Steve Jones is a graphic designer and associate professor of Design and Industry. He is featured in Real Role Models, a book of exemplary African Americans for the 21st century, and in the Oakland Tribune’s Good Neighbors column August 12. His Community Arts class pairs undergrads with nonprofits to design materials for local clients. This year, Jones’ class teamed up with Art Professor Mark Dean Johnson to submit designs for posters advertising the Gothenburg Book Fair in Sweden. Jones divulges some of his philosophies on design, teaching, identity politics and working with small businesses.
I saw an interview with you on the American Institute of Graphic Arts site, and it seemed that when you were a student at the California College of the Arts, and later as an M.F.A. student and beyond, the issue of identity and design was consistently raised. Is this something you try to cultivate in your students now?
I do it probably in a lot more subversive, technical way. I think that anything with racial politics, if you are too up front, people don’t tend to gravitate. I know this from experience. I’ve taught classes where it’s explicit: This is a class on identity politics, and no one will sign up. But in my typography class, they all do their final projects as big commemorative box sets, and the people I assign aren’t your traditional models that (other) art schools would assign. It’s everybody from Audre Lorde, lesbian poet, black, to Sylvia Plath or Ishmael Reed.
You could probably advertise the class as a class on identity, when they’re really learning type, but they’re learning all these people’s biographies, their cultural origin and so on. They get to influence the whole packaging of materials to typefaces to print layout. It could be local folks like Harvey Milk, who most folks might know, to Gwendolyn Brooks, to Rabindrath Tagore.
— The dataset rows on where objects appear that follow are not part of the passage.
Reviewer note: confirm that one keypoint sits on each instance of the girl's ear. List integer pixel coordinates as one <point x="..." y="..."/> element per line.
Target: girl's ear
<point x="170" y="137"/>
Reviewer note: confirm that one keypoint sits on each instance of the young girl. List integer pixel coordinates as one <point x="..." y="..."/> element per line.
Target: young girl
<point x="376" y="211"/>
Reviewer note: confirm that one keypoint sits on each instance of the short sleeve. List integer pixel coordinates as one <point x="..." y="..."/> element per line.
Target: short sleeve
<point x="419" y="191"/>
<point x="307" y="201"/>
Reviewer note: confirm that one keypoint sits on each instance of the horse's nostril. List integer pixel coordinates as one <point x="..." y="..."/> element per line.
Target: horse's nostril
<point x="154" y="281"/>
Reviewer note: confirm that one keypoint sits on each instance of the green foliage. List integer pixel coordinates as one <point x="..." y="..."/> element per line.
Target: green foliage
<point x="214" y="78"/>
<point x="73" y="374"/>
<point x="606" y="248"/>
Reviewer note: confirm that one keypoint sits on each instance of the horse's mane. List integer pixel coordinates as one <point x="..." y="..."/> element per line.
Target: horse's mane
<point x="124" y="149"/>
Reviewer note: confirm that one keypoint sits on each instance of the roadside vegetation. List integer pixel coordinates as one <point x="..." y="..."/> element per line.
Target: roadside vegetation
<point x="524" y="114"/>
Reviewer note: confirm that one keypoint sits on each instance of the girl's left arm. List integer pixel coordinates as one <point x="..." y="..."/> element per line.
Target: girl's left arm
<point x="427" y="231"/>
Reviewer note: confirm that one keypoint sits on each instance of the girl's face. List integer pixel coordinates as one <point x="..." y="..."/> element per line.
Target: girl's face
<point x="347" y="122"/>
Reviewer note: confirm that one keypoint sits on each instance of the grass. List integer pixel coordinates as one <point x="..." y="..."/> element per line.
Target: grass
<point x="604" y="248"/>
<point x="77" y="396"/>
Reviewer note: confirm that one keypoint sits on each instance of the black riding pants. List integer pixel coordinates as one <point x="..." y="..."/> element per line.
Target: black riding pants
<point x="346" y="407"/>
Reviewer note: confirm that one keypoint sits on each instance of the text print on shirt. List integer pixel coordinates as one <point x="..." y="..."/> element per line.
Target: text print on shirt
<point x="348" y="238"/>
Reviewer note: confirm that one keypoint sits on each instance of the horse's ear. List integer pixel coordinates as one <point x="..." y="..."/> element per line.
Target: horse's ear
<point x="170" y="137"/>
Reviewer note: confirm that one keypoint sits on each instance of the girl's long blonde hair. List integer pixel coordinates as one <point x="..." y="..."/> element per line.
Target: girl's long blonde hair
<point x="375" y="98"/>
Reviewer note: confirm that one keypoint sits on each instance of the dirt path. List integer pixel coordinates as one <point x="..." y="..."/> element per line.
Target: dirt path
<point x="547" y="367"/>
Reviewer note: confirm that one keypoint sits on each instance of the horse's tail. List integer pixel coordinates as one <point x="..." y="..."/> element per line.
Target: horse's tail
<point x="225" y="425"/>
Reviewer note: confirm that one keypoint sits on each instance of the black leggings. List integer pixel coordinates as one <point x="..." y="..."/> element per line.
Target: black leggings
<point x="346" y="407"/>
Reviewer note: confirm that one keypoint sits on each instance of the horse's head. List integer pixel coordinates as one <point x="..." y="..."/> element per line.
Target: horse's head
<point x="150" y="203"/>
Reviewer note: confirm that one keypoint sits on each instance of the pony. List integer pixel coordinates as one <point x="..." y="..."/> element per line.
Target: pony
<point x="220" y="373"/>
It’s cool, because coming from a writing background, I don’t tend to think very visually. When you’re describing these projects, it’s cool to see how these ideas become physical objects.
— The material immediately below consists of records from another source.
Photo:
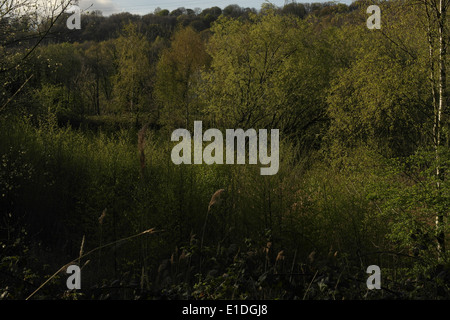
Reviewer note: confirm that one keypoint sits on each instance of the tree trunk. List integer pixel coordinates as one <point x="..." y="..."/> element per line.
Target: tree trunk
<point x="442" y="15"/>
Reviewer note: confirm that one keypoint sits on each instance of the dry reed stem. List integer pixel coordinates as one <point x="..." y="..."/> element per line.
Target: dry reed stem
<point x="151" y="231"/>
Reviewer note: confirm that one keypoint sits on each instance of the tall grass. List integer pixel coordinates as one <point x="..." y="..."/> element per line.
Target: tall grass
<point x="58" y="181"/>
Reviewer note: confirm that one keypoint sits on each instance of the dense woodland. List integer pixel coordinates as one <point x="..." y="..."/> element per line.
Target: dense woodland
<point x="86" y="176"/>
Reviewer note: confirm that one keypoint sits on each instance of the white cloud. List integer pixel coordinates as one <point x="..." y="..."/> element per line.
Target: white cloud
<point x="107" y="7"/>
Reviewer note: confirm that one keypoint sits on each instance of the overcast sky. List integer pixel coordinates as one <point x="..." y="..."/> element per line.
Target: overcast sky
<point x="148" y="6"/>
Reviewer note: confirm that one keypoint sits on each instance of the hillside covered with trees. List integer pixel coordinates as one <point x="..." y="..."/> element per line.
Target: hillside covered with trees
<point x="86" y="175"/>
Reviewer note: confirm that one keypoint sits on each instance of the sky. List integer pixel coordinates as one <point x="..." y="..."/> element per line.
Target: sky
<point x="142" y="7"/>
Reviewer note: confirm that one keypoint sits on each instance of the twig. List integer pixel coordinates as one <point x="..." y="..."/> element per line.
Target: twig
<point x="87" y="253"/>
<point x="309" y="286"/>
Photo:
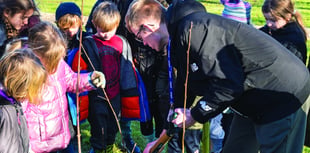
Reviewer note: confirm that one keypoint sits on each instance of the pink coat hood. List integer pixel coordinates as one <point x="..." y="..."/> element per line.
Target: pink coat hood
<point x="48" y="122"/>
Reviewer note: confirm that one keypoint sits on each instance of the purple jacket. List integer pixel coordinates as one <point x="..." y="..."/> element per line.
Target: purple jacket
<point x="48" y="121"/>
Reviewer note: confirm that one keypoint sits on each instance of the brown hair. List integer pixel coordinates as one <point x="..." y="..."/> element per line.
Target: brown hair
<point x="48" y="44"/>
<point x="16" y="6"/>
<point x="68" y="21"/>
<point x="22" y="75"/>
<point x="284" y="9"/>
<point x="141" y="9"/>
<point x="106" y="16"/>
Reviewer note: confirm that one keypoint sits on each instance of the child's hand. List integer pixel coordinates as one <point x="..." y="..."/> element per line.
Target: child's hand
<point x="98" y="79"/>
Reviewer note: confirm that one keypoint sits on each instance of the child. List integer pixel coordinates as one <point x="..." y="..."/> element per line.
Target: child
<point x="69" y="21"/>
<point x="117" y="68"/>
<point x="48" y="122"/>
<point x="13" y="16"/>
<point x="285" y="24"/>
<point x="21" y="77"/>
<point x="237" y="10"/>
It is a type class, so all I’m really grading them on is the type setting. They learn how to use grids and style sheets, but they do have to do the research. It’s a commemorative box set, so they have to think of this thing as a special night for a few thousand people. For example, this is the Leonard Peltier set. He was a Native American activist accused of killing an FBI agent, so he was in jail. This student actually got shells from the rifles, Native American feathers, the leather, the rabbit pelts. This is where I’m saying how that person’s biography starts to inform the whole materiality layout.
Can you tell me a little bit about your design studio?
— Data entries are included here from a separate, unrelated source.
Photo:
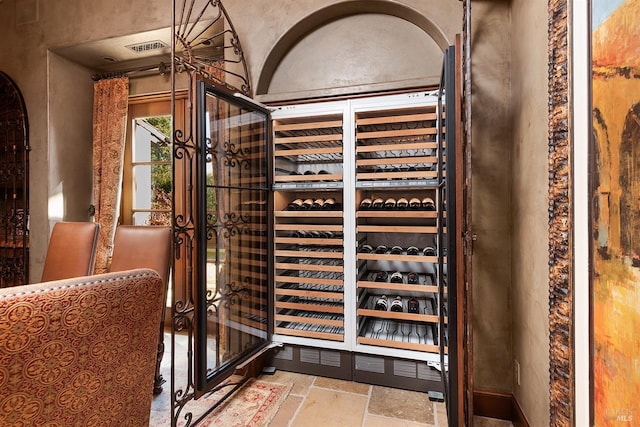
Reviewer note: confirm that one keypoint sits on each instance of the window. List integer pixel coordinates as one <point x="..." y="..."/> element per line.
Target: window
<point x="151" y="171"/>
<point x="147" y="175"/>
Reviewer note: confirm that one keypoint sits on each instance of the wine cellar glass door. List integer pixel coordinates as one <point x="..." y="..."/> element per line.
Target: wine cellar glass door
<point x="233" y="294"/>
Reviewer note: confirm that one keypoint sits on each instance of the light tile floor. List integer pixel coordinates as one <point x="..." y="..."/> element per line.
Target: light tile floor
<point x="315" y="401"/>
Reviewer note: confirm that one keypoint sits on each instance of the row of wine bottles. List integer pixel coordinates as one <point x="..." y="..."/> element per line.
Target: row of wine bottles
<point x="401" y="203"/>
<point x="397" y="250"/>
<point x="382" y="304"/>
<point x="313" y="204"/>
<point x="378" y="203"/>
<point x="396" y="277"/>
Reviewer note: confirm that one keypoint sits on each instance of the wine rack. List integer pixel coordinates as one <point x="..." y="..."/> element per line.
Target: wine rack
<point x="381" y="164"/>
<point x="308" y="227"/>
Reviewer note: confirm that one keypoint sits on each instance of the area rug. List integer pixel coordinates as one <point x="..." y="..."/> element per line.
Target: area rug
<point x="252" y="405"/>
<point x="255" y="404"/>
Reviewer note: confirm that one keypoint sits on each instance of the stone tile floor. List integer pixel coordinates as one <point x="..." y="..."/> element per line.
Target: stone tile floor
<point x="315" y="401"/>
<point x="318" y="401"/>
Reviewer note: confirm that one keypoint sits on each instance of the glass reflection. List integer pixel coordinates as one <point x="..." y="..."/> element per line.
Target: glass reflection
<point x="236" y="230"/>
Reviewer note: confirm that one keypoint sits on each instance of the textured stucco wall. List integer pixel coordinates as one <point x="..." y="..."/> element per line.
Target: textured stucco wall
<point x="530" y="270"/>
<point x="261" y="25"/>
<point x="491" y="189"/>
<point x="29" y="29"/>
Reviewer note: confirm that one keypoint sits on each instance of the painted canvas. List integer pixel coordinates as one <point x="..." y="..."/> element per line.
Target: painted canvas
<point x="616" y="211"/>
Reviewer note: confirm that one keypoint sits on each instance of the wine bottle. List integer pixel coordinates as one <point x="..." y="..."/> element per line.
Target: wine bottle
<point x="415" y="203"/>
<point x="428" y="204"/>
<point x="295" y="205"/>
<point x="413" y="306"/>
<point x="381" y="276"/>
<point x="377" y="203"/>
<point x="329" y="204"/>
<point x="365" y="204"/>
<point x="307" y="204"/>
<point x="413" y="278"/>
<point x="390" y="203"/>
<point x="412" y="250"/>
<point x="396" y="277"/>
<point x="381" y="303"/>
<point x="429" y="251"/>
<point x="318" y="203"/>
<point x="365" y="249"/>
<point x="381" y="249"/>
<point x="396" y="305"/>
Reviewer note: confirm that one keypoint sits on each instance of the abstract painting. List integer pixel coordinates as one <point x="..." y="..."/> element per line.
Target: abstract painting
<point x="615" y="215"/>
It’s called Plantain, like a big banana. I started with a friend of mine. My background is Jamaican, and his background is Puerto Rican, so we thought Plantain was a good name. It was also in opposition to a lot of studios at that time: Pomegranate, Celery, Tomato, all these cool-sounding fruits and vegetables. But you know, I actually eat plantains. I eat at least one a week, and we liked the idea of it being the staple of our diet and using produce as a symbol to produce work.
Most of the work is with nonprofits, small businesses. I’ll do a lot of work for developers, or I’ll do stuff for Alameda or San Francisco county, but that allows me to take on the smaller jobs, for groups that are doing interesting work, but might not have a big budget. It’s good to take on a couple of bigger jobs to help with the smaller ones. The client I’ve been working with recently is a nonprofit that does art in West Oakland schools, and they don’t have money. I’ve been donating posters.
Tell us a little more about your affiliation with AIGA.
The AIGA has what’s called Design Journeys. Designers are notoriously 90 – 95 percent white, and even though the organization has been around for more than 80 years, there was no archive on designers of color. About two or three years ago, they decided that they should documenting this stuff. I was part of the advisory committee to help choose, and I didn’t even know, but they picked the first 25 and I made the list.
What artistic skills do your students need to produce your assignments?
It’s all graphic. Typography, Gestalt — most of those students have done Design I, Design II and have probably done computer classes to learn the programs. You have to know Illustrator, Photoshop, In Design to do this stuff. They’re still learning, but it’s good to have that base of knowledge when they’re in the class. Then we can start teaching them proper typesetting.
But then with the Community Arts class, that’s actually a real-world situation. We have to go over kickoff meetings, when you’re meeting with a client for the first time. And not just any client—These are mostly clients from underserved communities, mostly women and minorities, small businesses out of Bayview, Hunters Point, the Mission....
In the Community Arts class, every week there’s a reading on issues of identity because when I first started teaching that class, the issue was a lot of times folks would go into these communities (unprepared).
For the most part, they were white designers, and of course I’m a designer of color. I noticed that first of all, the designers weren’t talking to the community, they just walked in and said “I’m the designer; you have to take what I give you.” Then I started teaching the class and talking about typographies, color, identity politics, and students didn’t really understand. Why is that offensive to Latinos? Or why do blacks think this is this way? I made a reader to get them up to speed. We watch documentaries about everything from Asian representation in mass media to Native Americans. It’s eye-opening for these guys. They’ve never even thought about it before. They used to do this, they used to do that, and now they know. It’s an educational process.